- By Fat Nakago
- 30 October, 2012
- No Comments
If I were the editorial staff of the MIRROR, I would probably have closed this little reportage to any sort of repartee. This is my comment to said reportage, but as I type this on my trusty Adler J-5, my comment has to yet hit the MIRROR. Perhaps it is because I am too verbose?? Hey…it’s only 500 words or less… Onward:
Instead, the Field Goblins have been set loose to run amok ((or, insert *the name of your favourite, non-racial, villain/beast/monster from World of Warcraft/Final Fantasy* HERE)). I chose Field Goblins since I used to play DragonRealms back in the good ol’ days of 1996. And that seems apropos. But, feel free to substitute depending on your predilections. And yes, I DO have a job, and it’s NOT Paladin.
So now it seems that the swirl of hypocrisy does not allow Chelsea to make a claim of racism? ((read the comments, of course)) Really?? I thought this all was supposed to be a matter of principle, not a matter of which team you think sucks (( as an aside, I wonder which vile team Richard Fenton supports….ah..he’s probably a Minnesota Vikings (((Vike-Queens))) fan)) and should burn and rot in hell.

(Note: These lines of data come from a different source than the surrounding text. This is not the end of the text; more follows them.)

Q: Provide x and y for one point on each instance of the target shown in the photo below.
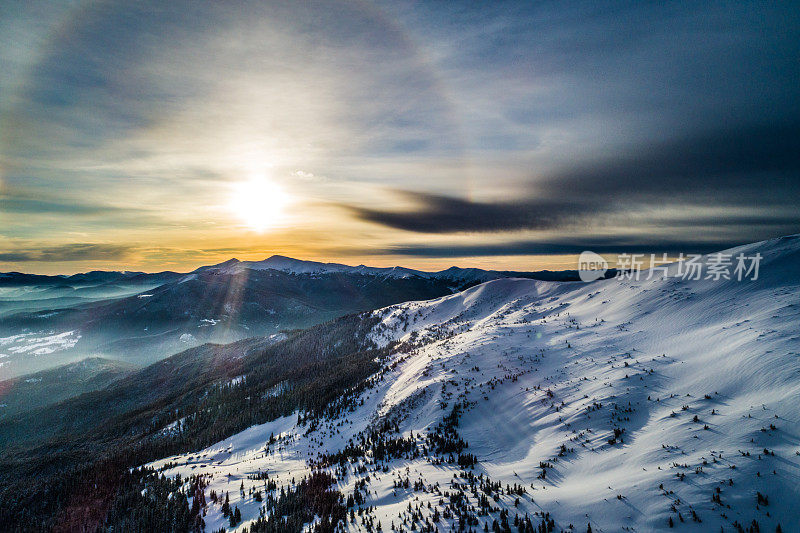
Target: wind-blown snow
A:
(700, 378)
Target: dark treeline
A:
(76, 480)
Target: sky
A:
(512, 135)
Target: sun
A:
(259, 203)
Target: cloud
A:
(754, 166)
(565, 246)
(70, 252)
(30, 205)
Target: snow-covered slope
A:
(298, 266)
(624, 404)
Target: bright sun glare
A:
(259, 203)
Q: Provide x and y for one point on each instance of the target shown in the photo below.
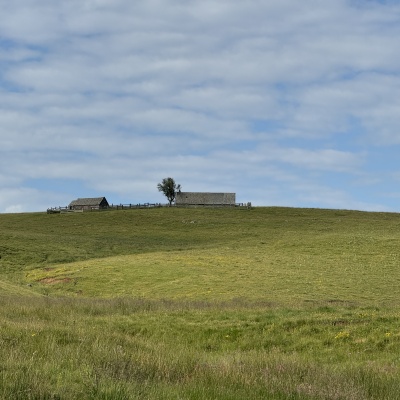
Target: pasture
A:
(179, 303)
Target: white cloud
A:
(254, 95)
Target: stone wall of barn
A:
(205, 198)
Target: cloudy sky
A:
(285, 102)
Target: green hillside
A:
(277, 254)
(168, 303)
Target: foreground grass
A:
(269, 303)
(130, 349)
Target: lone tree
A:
(169, 189)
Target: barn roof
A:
(87, 201)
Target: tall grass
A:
(128, 349)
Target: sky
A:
(283, 102)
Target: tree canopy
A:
(169, 188)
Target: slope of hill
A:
(278, 254)
(268, 303)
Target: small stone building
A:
(205, 199)
(93, 203)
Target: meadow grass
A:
(268, 303)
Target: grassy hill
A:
(200, 303)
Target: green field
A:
(179, 303)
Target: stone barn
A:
(93, 203)
(205, 199)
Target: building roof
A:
(88, 201)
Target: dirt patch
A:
(53, 281)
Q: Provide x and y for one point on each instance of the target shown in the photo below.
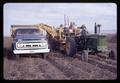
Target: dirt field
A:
(57, 66)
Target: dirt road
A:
(56, 67)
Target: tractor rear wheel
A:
(84, 55)
(112, 55)
(70, 47)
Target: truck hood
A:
(30, 37)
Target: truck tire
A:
(70, 47)
(112, 55)
(84, 55)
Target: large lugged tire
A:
(84, 55)
(70, 47)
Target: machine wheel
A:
(70, 47)
(84, 55)
(112, 55)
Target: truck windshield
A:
(29, 32)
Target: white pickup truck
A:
(28, 39)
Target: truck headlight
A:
(43, 44)
(20, 45)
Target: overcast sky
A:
(53, 14)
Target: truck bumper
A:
(31, 51)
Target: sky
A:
(53, 14)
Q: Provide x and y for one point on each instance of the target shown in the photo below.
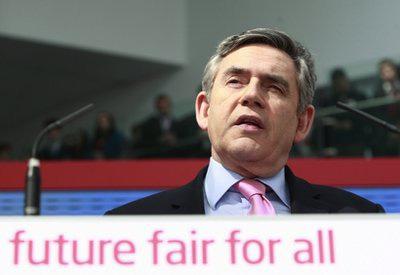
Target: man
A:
(256, 103)
(158, 135)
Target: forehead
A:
(259, 58)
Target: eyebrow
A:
(265, 77)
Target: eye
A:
(277, 88)
(234, 82)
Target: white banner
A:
(302, 244)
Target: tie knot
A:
(249, 187)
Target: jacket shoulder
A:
(344, 201)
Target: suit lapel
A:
(303, 197)
(189, 199)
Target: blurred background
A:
(141, 63)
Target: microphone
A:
(369, 117)
(32, 183)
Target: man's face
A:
(251, 116)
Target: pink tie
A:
(254, 192)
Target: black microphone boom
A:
(369, 117)
(32, 184)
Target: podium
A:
(287, 244)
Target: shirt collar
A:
(220, 179)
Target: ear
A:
(202, 106)
(304, 124)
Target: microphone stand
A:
(32, 183)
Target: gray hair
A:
(301, 57)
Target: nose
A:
(253, 95)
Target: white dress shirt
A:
(220, 198)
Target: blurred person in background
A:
(384, 143)
(158, 134)
(108, 142)
(52, 146)
(344, 134)
(5, 151)
(255, 104)
(193, 142)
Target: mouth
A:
(249, 122)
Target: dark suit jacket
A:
(304, 198)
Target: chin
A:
(247, 152)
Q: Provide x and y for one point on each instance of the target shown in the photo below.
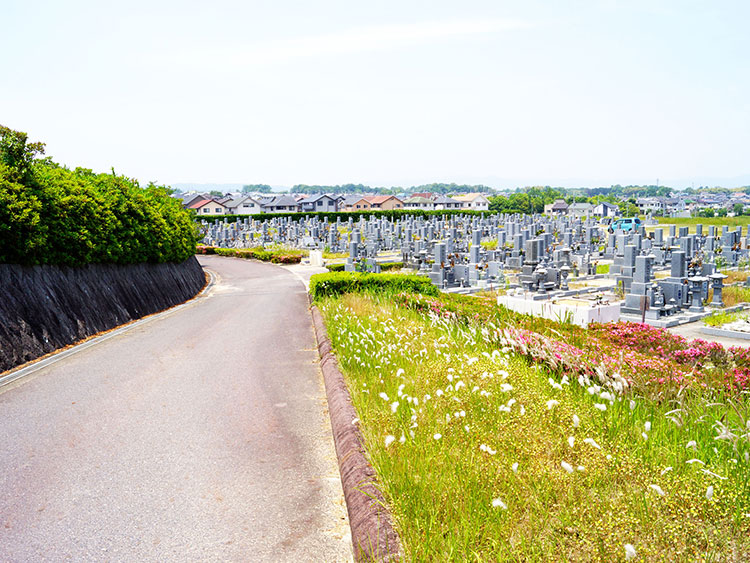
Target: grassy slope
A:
(441, 489)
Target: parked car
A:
(626, 225)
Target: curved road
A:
(201, 435)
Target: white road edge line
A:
(16, 374)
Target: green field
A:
(488, 448)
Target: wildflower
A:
(591, 442)
(657, 489)
(497, 503)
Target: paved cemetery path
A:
(199, 436)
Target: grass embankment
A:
(496, 442)
(276, 255)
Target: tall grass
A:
(472, 444)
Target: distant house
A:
(558, 207)
(417, 202)
(208, 207)
(279, 204)
(355, 203)
(385, 202)
(315, 203)
(474, 202)
(244, 205)
(443, 202)
(605, 209)
(579, 210)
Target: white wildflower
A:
(659, 491)
(591, 442)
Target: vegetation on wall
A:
(52, 215)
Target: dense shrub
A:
(387, 266)
(52, 215)
(338, 283)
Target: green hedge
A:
(255, 253)
(52, 215)
(383, 267)
(338, 283)
(344, 215)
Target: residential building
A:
(443, 202)
(208, 207)
(244, 205)
(416, 202)
(473, 202)
(318, 203)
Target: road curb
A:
(373, 536)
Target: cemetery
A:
(537, 264)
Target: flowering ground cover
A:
(502, 437)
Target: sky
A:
(387, 93)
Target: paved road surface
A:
(199, 436)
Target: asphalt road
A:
(199, 436)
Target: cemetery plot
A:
(663, 277)
(502, 437)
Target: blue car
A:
(626, 225)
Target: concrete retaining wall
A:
(43, 308)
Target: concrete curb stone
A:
(373, 535)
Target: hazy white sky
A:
(385, 93)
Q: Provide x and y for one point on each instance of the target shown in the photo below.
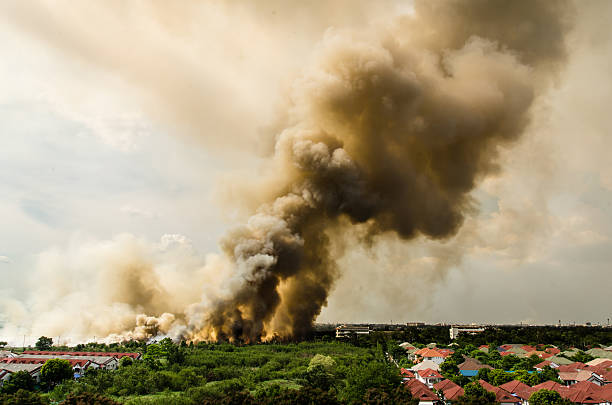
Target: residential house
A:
(573, 377)
(545, 363)
(501, 395)
(406, 374)
(425, 365)
(33, 369)
(424, 394)
(434, 355)
(5, 375)
(429, 377)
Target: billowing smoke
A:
(389, 128)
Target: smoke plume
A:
(390, 128)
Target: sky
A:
(101, 145)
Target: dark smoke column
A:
(392, 129)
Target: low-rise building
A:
(455, 330)
(348, 330)
(429, 377)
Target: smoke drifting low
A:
(389, 128)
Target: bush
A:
(88, 398)
(22, 397)
(21, 380)
(547, 397)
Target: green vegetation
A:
(44, 343)
(311, 372)
(55, 371)
(547, 397)
(360, 369)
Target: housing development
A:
(512, 372)
(340, 364)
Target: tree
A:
(582, 357)
(370, 375)
(126, 361)
(547, 397)
(88, 398)
(475, 395)
(22, 397)
(499, 377)
(483, 374)
(320, 372)
(21, 380)
(44, 343)
(54, 371)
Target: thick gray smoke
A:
(392, 129)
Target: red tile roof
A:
(406, 373)
(429, 373)
(548, 385)
(453, 393)
(430, 353)
(420, 391)
(39, 360)
(514, 385)
(577, 366)
(112, 354)
(543, 364)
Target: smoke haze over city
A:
(228, 170)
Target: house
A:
(553, 350)
(542, 355)
(78, 365)
(406, 374)
(545, 363)
(118, 355)
(436, 356)
(470, 367)
(429, 377)
(5, 375)
(576, 366)
(5, 353)
(548, 385)
(33, 369)
(560, 360)
(424, 394)
(425, 365)
(573, 377)
(600, 362)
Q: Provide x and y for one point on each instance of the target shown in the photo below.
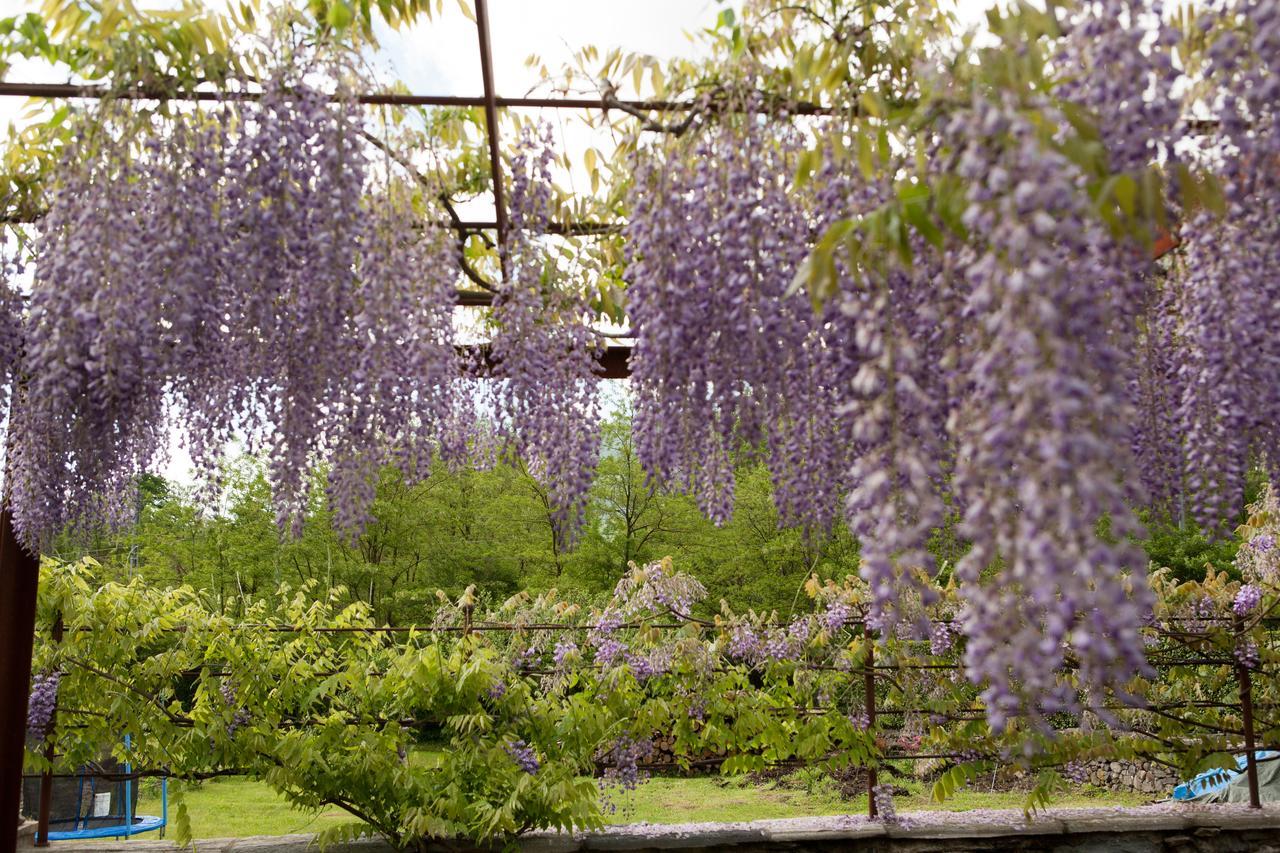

And by extension, how DARE a team with John Terry as it’s Captain ((even though found not guilty in a court of law)) ever claim racist (or even ethnic) abuse?? Is that it??
Well…hopefully the FA will apply the same standard they applied to BOTH Terry and Suarez, just to be fair and balanced. Since the PRINCIPLE of the thing is what really matters after all, right? And the FA is gormandized with principle, and so?
So enough of this two with one blow flummery ((and it WOULD be quite a feat to racially abuse BOTH a black man (John Obi Mikel) and a white man (Juan Mata) in the span of a few descending series of moments there now, if it wasn’t so despicably facile to do so)). Clattenburg’s ((alleged)) racist behavior aside, Chelsea wrote their own ticket at the start, got handcuffed and had a ride in the back of a police car with AC/DC’s “Highway To Hell” playing on the radio instead of the usual cop chatter for the first 1/3rd of the match….that ride was on them. As for the rest, well…time will tell. But anytime a ref imposes himself on a match, whether it’s soccer, baseball, the OTHER football match that was occuring in London when this little bit of argy bargy was going off, hockey, basketball, and sumo wrestling, nothing much good will come of it.
And unfortunately for the team in blue, a match that probably should have been won was lost, but…more unfortunately for the man in black, a decent career might be gone forever, or a day.
Sian Massey, where are you when we truly need you?!!
So word to y’all….make sure your shoes are tied, but…be careful when you bend over.